A Amazônia enfrenta o risco de ultrapassar pontos de não retorno por conta do desmatamento, do fogo recorrente e das mudanças climáticas que reduzem a umidade e alteram o regime de chuvas e a inflamabilidade dos ecossistemas. O Cerrado, por sua vez, sofre uma conversão acelerada em pastos e lavouras, com impactos diretos na água e na biodiversidade. Ambos vivem processos de degradação que ameaçam o equilíbrio climático do país. O desafio é conter essa trajetória e implementar uma transição para o uso sustentável da terra que garanta produção, conservação e justiça social.

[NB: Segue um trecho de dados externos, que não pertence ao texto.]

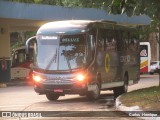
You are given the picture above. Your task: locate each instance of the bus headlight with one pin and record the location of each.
(80, 77)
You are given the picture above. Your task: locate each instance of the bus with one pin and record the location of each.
(145, 57)
(84, 57)
(21, 62)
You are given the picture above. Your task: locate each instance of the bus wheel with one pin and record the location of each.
(123, 89)
(52, 97)
(94, 95)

E quando olhamos para outros biomas brasileiros — como a Caatinga, o Pantanal e a Mata Atlântica — que questões mais urgentes precisam entrar na pauta do país?
Cada bioma expressa uma face do Brasil e todos merecem atenção. O Pantanal sofre com a intensificação das secas e incêndios, apesar deste ano estar mais úmido claramente tem perdido muito da superfície da água nos últimos 40 anos de acordo com o Mapbiomas; a Caatinga, com a desertificação e a escassez hídrica; e a Mata Atlântica ainda luta pela restauração de sua cobertura original. É urgente adotar uma política integrada de conservação e adaptação que reconheça a interdependência entre os biomas, fortaleça o monitoramento, o manejo do fogo e a recuperação de ecossistemas, assegurando que nenhum território fique invisível na agenda climática nacional.

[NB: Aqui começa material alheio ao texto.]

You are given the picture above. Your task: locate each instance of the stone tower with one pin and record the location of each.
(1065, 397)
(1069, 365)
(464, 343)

O que foi essencial na sua carreira para chegar nesse lugar de destaque?
Acredito que a curiosidade, a persistência e a colaboração foram essenciais. Como amazônida, sempre procurei unir paixão pelo local onde nasci e me criei, com rigor científico e compromisso social. Trabalhar com equipes diversas, integrar dados e experiências de campo e ouvir as comunidades me ensinou que ciência se faz com empatia e propósito. Nada foi conquistado sozinha, é o resultado de uma rede de pessoas que acreditam que proteger a floresta é também cuidar do nosso futuro coletivo.
O Brasil valoriza as cientistas brasileiras em igualdade de condições?
Avançamos muito, mas ainda há desigualdades significativas. As mulheres seguem enfrentando mais barreiras para ocupar posições de liderança e, muitas vezes, precisam provar continuamente sua competência, sobretudo aquelas que vêm do Norte e atuam em áreas que, há trinta anos, eram quase exclusivamente masculinas, como o sensoriamento remoto. Mesmo assim, vejo uma geração inspiradora de cientistas brasileiras transformando esse cenário, especialmente nas ciências socioambientais. Na minha própria área, que investiga os efeitos das mudanças climáticas e do uso da terra sobre os incêndios florestais, há um grupo incrível de mulheres, verdadeiras cientistas do fogo, fazendo um trabalho de excelência. Isso me enche de alegria e esperança. Valorizar essas trajetórias é essencial não apenas por uma questão de equidade, mas porque a diversidade de vozes e olhares enriquece a própria ciência e a aproxima ainda mais da sociedade.
A senhora se dedicou à academia, tem formação em universidades nacionais e internacionais. O que sugeria a jovens mulheres que estão começando?
Diria para manterem a curiosidade viva, ela é o que nos move sempre. Nunca duvidem do próprio potencial, especialmente quando a vontade de aprender e transformar o mundo vem de dentro. Busquem apoio em redes de colaboração e não acreditem que precisam fazer tudo sozinhas: a parceria é uma das maiores forças da vida. Trabalhar com pessoas diversas é uma oportunidade de troca e aprendizado que amplia nossos horizontes e enriquece a ciência. Ela pode ser desafiadora, mas também profundamente transformadora. Quando fazemos ciência com sentido e em coletivo, conectada às pessoas, à natureza e ao bem comum, abrimos caminhos não apenas para nós, mas para todas que virão depois. Eu mesma, neta de ribeirinha, criada em um bairro periférico de Belém e formada em uma universidade pública, aprendi que o essencial é seguir aprendendo, colaborando e usando a ciência como instrumento de transformação. É isso que me move todos os dias, contribuir para um futuro melhor para nós e para o planeta que compartilhamos.